Wilson is not however a moral relativist – he only advocates moral relativity when it undermines traditional human and religious morality. Wilson writes:
“Humanity is strengthened by a broad portfolio of genes that can generate new talents, additional resistance to diseases, and perhaps even new ways of seeing reality. For scientific as well as for moral reasons, we should learn to promote human biological diversity for its own sake instead of using it to justify prejudice and conflict.” (Kindle Loc. 1445-48)
He would “promote human biological diversity for its own sake” (emphases mine). This is his own version of a pro-life attitude. He opposes humans determining their own genetics because it knows this will limit genetic diversity as scientists create humans in their own image and likeness. The weak, unwanted and sick will be cast off, left to die if they are allowed to be conceived at all under a purely rational system of morality. Wilson is not amoral or immoral in his thinking but does believe, again without offering any proof for this belief, that scientific humans can create a superior morality for the world. This utopian thinking has been a frequent child of the Enlightenment where it is believed (even when evidence is against it) that ignorance is the greatest human problem. And in this thinking ignorance can be cured by education and if not by education by scientific masters who govern the world with their pure rationalism. Laws would be created based on scientific reason that would outlaw any irrational behavior. And yet this belief in the power of human reason to create a better morality flies in the face of his equally held belief of a biological determinism which humans cannot escape. We cannot escape our genetics (at least he denies that religion can help us transcend our genetic limits) and yet by some form of magic, a morality based in science will lead to a human breakthrough from its genetic chains. It is the magic of science which for Wilson will break the genetic curse – science will by some miracle yet unknown to us transcend the limits of genetics. Science in this thinking is another Utopian philosophy or a new religion. Wilson is a prophet of this new revelation and religion.

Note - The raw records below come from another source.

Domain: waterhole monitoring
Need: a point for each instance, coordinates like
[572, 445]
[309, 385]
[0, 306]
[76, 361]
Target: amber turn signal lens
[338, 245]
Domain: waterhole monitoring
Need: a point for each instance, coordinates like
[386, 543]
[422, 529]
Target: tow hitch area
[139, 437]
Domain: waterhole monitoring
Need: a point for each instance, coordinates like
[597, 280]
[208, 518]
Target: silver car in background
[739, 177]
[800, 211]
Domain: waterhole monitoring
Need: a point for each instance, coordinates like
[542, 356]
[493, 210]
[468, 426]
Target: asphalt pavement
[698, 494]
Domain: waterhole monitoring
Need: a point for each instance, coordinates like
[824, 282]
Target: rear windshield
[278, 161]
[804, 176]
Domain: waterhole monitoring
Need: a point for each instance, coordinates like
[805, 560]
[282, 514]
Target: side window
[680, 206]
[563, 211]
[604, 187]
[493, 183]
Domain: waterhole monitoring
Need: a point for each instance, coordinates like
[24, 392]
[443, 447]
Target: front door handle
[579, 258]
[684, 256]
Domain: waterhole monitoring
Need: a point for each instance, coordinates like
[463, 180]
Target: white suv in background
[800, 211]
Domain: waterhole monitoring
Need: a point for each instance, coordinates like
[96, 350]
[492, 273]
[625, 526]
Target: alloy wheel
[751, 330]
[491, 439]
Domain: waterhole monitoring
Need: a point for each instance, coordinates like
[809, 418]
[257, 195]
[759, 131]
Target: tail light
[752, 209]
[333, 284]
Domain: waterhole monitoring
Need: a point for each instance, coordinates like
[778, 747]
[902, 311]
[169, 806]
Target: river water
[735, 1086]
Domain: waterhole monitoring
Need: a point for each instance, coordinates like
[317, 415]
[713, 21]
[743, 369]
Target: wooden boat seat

It is true that science has indeed used the inventiveness of the human mind to create technologies capable of solving or curing many human problems and ailments. Yet humans will be humans. This is a truth that religion has recognized in its call for a transcendent morality. Humans left to their own devices will be self-serving and law will not be able to change that. That requires human ascetical effort.
A last moral point from Wilson:
“I am further inclined to discount the widespread belief that robotic intelligence will in the near future overtake and potentially replace human intelligence. This will certainly occur in the categories of raw memory, computation, and synthesis of information. Algorithms might in time be written that simulate emotional responses and human-like processes of decision-making. Yet even at their most extreme and effective, these creations will still be robots.” (Kindle Loc. 1693-97)
Here is a point which many theists can welcome from Wilson. There is something unique about humans which makes them different from all other creatures on earth and which will not be replaced by ingenious human technology. We have a unique place in our world.